Pair Corralation between Dupont De and China Resources

Allowing for the 90-day total investment horizon Dupont De is expected to generate 28.68 times less return on investment than China Resources. But when comparing it to its historical volatility, Dupont De Nemours is 1.8 times less risky than China Resources. It trades about 0.0 of its potential returns per unit of risk. China Resources Beer is currently generating about 0.06 of returns per unit of risk over similar time horizon.
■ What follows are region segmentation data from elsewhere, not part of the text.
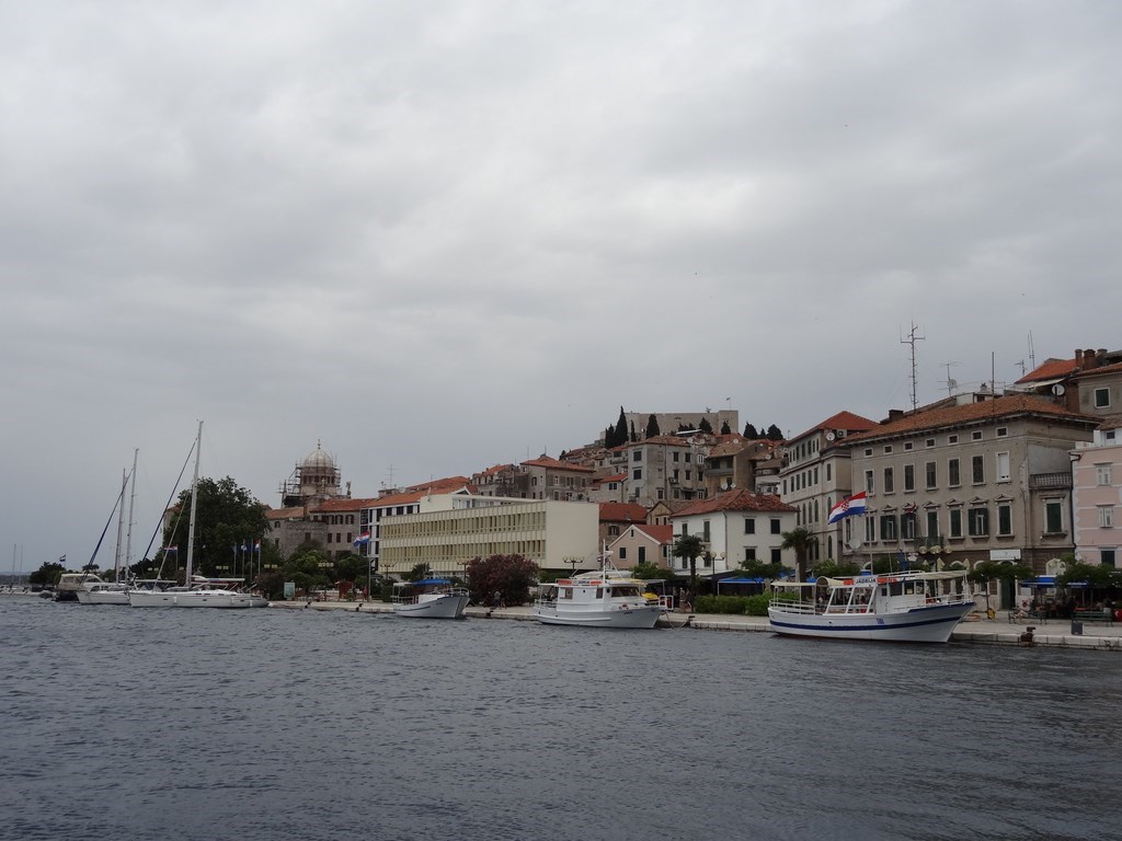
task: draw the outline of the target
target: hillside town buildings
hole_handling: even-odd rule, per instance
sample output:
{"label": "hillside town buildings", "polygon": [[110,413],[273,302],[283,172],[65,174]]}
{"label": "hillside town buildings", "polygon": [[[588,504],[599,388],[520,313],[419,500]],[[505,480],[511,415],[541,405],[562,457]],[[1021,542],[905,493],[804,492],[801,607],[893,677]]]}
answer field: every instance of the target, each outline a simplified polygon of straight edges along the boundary
{"label": "hillside town buildings", "polygon": [[[543,569],[654,563],[681,575],[683,534],[703,535],[699,573],[744,561],[793,566],[783,535],[813,538],[808,564],[879,557],[935,565],[1060,558],[1114,565],[1122,505],[1122,351],[1076,350],[999,391],[983,385],[882,420],[840,408],[788,441],[746,440],[737,413],[626,413],[636,440],[482,468],[352,499],[321,446],[282,483],[269,510],[282,555],[314,545],[401,575],[417,563],[456,573],[477,554],[523,554]],[[702,418],[718,432],[700,432]],[[730,429],[729,432],[725,432]],[[723,434],[724,433],[724,434]],[[828,523],[867,495],[864,516]]]}

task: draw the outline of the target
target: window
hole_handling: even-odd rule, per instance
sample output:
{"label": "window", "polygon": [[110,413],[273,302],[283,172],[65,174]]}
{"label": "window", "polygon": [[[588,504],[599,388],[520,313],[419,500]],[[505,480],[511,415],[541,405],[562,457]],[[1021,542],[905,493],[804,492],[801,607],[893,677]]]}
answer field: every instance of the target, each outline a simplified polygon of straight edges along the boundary
{"label": "window", "polygon": [[971,537],[985,537],[990,534],[990,509],[984,506],[972,508],[967,517]]}
{"label": "window", "polygon": [[1058,499],[1045,500],[1045,534],[1064,534],[1064,503]]}
{"label": "window", "polygon": [[951,508],[950,509],[950,536],[962,537],[963,536],[963,509]]}
{"label": "window", "polygon": [[1013,534],[1013,506],[1009,502],[997,505],[997,535],[1009,537]]}
{"label": "window", "polygon": [[905,540],[916,539],[916,512],[908,511],[900,517],[900,536]]}

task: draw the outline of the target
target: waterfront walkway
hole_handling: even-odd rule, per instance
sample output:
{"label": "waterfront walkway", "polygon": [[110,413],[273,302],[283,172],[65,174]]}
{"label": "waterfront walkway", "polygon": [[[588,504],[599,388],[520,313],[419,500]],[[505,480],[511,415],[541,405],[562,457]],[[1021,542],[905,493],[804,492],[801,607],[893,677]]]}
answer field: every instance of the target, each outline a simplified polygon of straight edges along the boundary
{"label": "waterfront walkway", "polygon": [[[350,610],[358,613],[392,613],[393,606],[385,602],[353,601],[275,601],[270,608],[289,610]],[[1002,617],[1004,611],[999,613]],[[519,608],[485,608],[469,607],[465,616],[472,619],[513,619],[533,621],[528,607]],[[660,622],[662,627],[697,628],[698,630],[754,631],[771,634],[767,617],[724,616],[716,613],[683,613],[674,611],[666,613]],[[974,613],[963,620],[951,634],[955,643],[978,643],[984,645],[1024,646],[1022,636],[1032,628],[1032,645],[1058,648],[1086,648],[1110,651],[1122,651],[1122,623],[1083,622],[1083,634],[1074,634],[1073,622],[1068,619],[1049,619],[1010,622],[1004,618],[985,619]]]}

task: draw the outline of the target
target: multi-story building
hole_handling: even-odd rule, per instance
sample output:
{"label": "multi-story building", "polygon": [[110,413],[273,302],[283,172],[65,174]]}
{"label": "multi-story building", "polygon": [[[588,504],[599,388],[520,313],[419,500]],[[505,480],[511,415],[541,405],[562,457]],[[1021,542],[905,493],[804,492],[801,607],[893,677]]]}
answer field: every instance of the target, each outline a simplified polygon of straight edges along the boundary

If you would invest  306.00  in China Resources Beer on December 27, 2024 and sell it today you would earn a total of  24.00  from holding China Resources Beer or generate 7.84% return on investment over 90 days.
Time Period3 Months [change]
DirectionMoves Together 
StrengthInsignificant
Accuracy98.39%
ValuesDaily Returns

Dupont De Nemours  vs.  China Resources Beer

 Performance 
       Timeline  
Dupont De Nemours 

Risk-Adjusted Performance

Very Weak

 
Weak
 
Strong
Over the last 90 days Dupont De Nemours has generated negative risk-adjusted returns adding no value to investors with long positions. In spite of rather sound fundamental indicators, Dupont De is not utilizing all of its potentials. The recent stock price tumult, may contribute to shorter-term losses for the shareholders.
China Resources Beer 

Risk-Adjusted Performance

Insignificant

 
Weak
 
Strong
Compared to the overall equity markets, risk-adjusted returns on investments in China Resources Beer are ranked lower than 4 (%) of all global equities and portfolios over the last 90 days. Despite nearly weak basic indicators, China Resources may actually be approaching a critical reversion point that can send shares even higher in April 2025.

Dupont De and China Resources Volatility Contrast

   Predicted Return Density   
       Returns  

Pair Trading with Dupont De and China Resources

The main advantage of trading using opposite Dupont De and China Resources positions is that it hedges away some unsystematic risk. Because of two separate transactions, even if Dupont De position performs unexpectedly, China Resources can make up some of the losses. Pair trading also minimizes risk from directional movements in the market. For example, if an entire industry or sector drops because of unexpected headlines, the short position in China Resources will offset losses from the drop in China Resources' long position.
The idea behind Dupont De Nemours and China Resources Beer pairs trading is to make the combined position market-neutral, meaning the overall market's direction will not affect its win or loss (or potential downside or upside). This can be achieved by designing a pairs trade with two highly correlated stocks or equities that operate in a similar space or sector, making it possible to obtain profits through simple and relatively low-risk investment.
Check out your portfolio center.
Note that this page's information should be used as a complementary analysis to find the right mix of equity instruments to add to your existing portfolios or create a brand new portfolio. You can also try the Crypto Correlations module to use cryptocurrency correlation module to diversify your cryptocurrency portfolio across multiple coins.